I tried to call and got no answer, I dont want to bug them.


----------



## Magnum

Well I tried to take my boat out for the first time by myself yesterday. Things did not go as planned. I went out, fired up the motor made sure the batteries were charged before I left the house. I got the boat all packed up, hooked it up to my Suburban, and off I go. I just knew I was forgetting something though. I went to stop halfway down my old back road to try to figure out what I had forgotten when all of a sudden my brake pedal goes to the floor. First time I have ever actually had to use an E brake to stop. I got out and there was a puddle of brake fluid under the truck. This is the second time I have had a brake line burst in this truck.... Starting to wonder if someone is messing with me. 

So I turned around went back home unhooked the boat and pulled the truck in the back. I guess I have a project for saturday after work now.


----------



## Lugnut

Magnum said:
			
		

> Well I tried to take my boat out for the first time by myself yesterday. Things did not go as planned. I went out, fired up the motor made sure the batteries were charged before I left the house. I got the boat all packed up, hooked it up to my Suburban, and off I go. I just knew I was forgetting something though. I went to stop halfway down my old back road to try to figure out what I had forgotten when all of a sudden my brake pedal goes to the floor. First time I have ever actually had to use an E brake to stop. I got out and there was a puddle of brake fluid under the truck. This is the second time I have had a brake line burst in this truck.... Starting to wonder if someone is messing with me.
> 
> So I turned around went back home unhooked the boat and pulled the truck in the back. I guess I have a project for saturday after work now.




Hey good on ya for knowing what to do and getting it stopped safely! 

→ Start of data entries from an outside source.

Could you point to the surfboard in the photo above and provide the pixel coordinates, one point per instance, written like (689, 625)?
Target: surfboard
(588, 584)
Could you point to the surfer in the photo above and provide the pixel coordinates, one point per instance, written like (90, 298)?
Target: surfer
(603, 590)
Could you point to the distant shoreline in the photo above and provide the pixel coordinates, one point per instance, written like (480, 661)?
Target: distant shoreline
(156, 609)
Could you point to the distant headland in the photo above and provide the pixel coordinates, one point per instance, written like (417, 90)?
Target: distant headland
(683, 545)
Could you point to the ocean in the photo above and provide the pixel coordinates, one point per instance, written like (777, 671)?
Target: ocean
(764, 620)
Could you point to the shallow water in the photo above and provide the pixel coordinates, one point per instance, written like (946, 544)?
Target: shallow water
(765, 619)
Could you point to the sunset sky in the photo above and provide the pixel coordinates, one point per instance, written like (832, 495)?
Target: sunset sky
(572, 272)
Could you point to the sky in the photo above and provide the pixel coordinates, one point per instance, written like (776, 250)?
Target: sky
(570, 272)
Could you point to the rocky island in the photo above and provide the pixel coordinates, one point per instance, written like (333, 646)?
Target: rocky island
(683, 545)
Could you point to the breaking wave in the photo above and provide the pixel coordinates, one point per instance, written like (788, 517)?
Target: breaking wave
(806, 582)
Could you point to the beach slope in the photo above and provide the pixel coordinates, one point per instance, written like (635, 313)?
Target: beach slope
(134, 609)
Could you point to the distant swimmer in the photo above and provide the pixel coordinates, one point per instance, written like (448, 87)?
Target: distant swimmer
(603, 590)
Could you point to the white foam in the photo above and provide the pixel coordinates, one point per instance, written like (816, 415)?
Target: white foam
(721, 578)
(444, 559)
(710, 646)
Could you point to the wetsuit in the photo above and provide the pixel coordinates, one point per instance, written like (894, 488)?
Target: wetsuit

What kind of brake line did you use? The stuff at haydens doesn't "feel" right when I bend it.  I buy brake line from NAPA. They carry seemless stainless steel line, already double flared.


----------



## Magnum

Lugnut said:
			
		

> Hey good on ya for knowing what to do and getting it stopped safely!
> 
> What kind of brake line did you use? The stuff at haydens doesn't "feel" right when I bend it.  I buy brake line from NAPA. They carry seemless stainless steel line, already double flared.


I only changed out half of the rear brake lines the first time. I had a weight proportioning distribution actuator, I just bypassed all that junk and ran new lines. I think they were aluminum. Now it's on my front brake, I didn't get under the truck to see if it's the ruber or steel line busted.


----------